Viele seien der Meinung, dass aufsuchende Kirche, wie sie das Industriepfarramt praktiziere, nicht funktioniere, niemand würde deswegen der Kirche beitreten. «Es kann uns als Kirche nicht nur darum gehen, Mitglieder zu gewinnen, sondern wir sollten grundsätzlich mit gesellschaftlich und menschlich relevanten Themen präsent sein», findet Dürr.
Die vom Turbo-Kapitalismus Vergessenen
Auf Facebook postete der Pfarrer: «Das Industriepfarramt war über 50 Jahre lang ein Ort der Ermutigung für Engagierte für Gerechtigkeit, Auffangbecken für die vom Turbo-Kapitalismus Vergessenen, Sensor in der Arbeitswelt und Gesellschaft für Zukunftsängste, Brückenbauer zwischen Arbeitgebenden und Arbeitnehmenden, ein bisschen Sand im Getriebe der Zeit der Selbstoptimierung und Selbstausbeutung.» Dürr blickt unter anderem zurück auf «das Engagement für Frauen, erschöpfte Mütter, verzweifelte Lehrlinge, in die Bedeutungslosigkeit fallende Pensionierte und engagierte Menschen, die im Burn-out landen».
Standen bei der Gründung die Arbeiterinnen und Arbeiter im Fokus, kümmerte sich das Industriepfarramt bald auch um Arbeitslose und Armutsbetroffene und weitete sein Engagement auf die Arbeitgebenden aus. Der Industriepfarrer pflegt Beziehungen bis in die Chefetagen. Vertrauen aufbauen sei eine wichtige Aufgabe, die Zeit, Engagement und Ausdauer erfordere, so Dürr.
Zunächst einmal zuhören
Nicht erst seit dem CS-Crash sind viele der Ansicht, dass Banker und Führer globaler Unternehmen «böse» sind. Dieses Pauschalurteil existiere auch in der Kirche, sagt Dürr. Zwar sähen das mittlerweile viele Pfarrpersonen differenzierter, und manchmal sei es durchaus berechtigt. «Wenn ich aber einen Wirtschaftsvertreter zu einer politischen Stellungnahme einlade und ihm aus Pfarrkreisen von Anfang an böse Absichten unterstellt werden, gibt mir das zu denken. Wer sich auf ein solches Gespräch einlässt, dem sollte man zuhören.»

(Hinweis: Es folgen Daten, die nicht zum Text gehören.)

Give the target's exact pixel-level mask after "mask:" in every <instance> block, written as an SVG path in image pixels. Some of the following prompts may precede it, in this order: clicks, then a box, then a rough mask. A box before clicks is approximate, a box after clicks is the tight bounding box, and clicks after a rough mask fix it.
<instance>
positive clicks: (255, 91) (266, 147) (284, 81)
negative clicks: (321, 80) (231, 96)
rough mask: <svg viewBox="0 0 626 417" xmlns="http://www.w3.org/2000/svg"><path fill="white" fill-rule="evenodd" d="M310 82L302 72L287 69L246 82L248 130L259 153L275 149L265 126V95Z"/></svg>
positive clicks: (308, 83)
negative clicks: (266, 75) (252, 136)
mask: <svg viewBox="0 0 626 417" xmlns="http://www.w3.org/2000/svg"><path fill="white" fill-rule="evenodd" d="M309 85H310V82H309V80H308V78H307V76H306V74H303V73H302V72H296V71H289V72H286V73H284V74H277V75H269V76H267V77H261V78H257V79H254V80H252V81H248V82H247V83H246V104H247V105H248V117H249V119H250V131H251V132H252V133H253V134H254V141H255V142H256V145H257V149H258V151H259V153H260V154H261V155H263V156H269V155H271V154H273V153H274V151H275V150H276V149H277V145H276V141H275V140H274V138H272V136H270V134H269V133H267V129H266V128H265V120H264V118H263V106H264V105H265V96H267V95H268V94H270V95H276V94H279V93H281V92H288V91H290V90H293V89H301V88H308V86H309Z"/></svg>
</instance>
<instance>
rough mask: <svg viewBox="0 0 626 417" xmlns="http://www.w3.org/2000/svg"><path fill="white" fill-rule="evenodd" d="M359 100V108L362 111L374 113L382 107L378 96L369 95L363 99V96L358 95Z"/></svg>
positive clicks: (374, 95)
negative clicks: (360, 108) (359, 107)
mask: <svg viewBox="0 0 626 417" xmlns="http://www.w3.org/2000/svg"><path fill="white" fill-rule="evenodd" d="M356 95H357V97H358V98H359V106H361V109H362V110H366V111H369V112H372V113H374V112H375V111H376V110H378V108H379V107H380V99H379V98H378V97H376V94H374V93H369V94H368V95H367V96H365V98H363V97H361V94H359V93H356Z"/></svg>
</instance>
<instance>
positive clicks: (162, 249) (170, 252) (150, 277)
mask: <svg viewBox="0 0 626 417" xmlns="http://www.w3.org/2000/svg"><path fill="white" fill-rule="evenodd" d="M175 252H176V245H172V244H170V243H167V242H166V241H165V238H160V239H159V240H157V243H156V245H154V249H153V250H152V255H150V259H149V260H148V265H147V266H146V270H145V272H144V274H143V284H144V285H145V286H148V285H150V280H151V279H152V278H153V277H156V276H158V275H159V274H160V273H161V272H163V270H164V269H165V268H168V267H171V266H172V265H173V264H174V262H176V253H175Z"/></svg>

Martin Dürr kann sich vorstellen, dass er Veranstaltungen, die ihm Freude bereiteten und bei Gästen und Publikum gut ankamen, in Eigenregie auch nach seiner Pensionierung weiterführt. Ihn interessieren im Moment biografische Themen. Seine Gäste reden darüber, wer oder was sie geprägt hat, welche Ressourcen sie haben und welche Werte ihnen im Leben und bei der Arbeit wichtig sind. Darum geht es auch in der aktuellen Gesprächsreihe mit erfolgreichen berufstätigen Frauen, die der Industriepfarrer moderiert.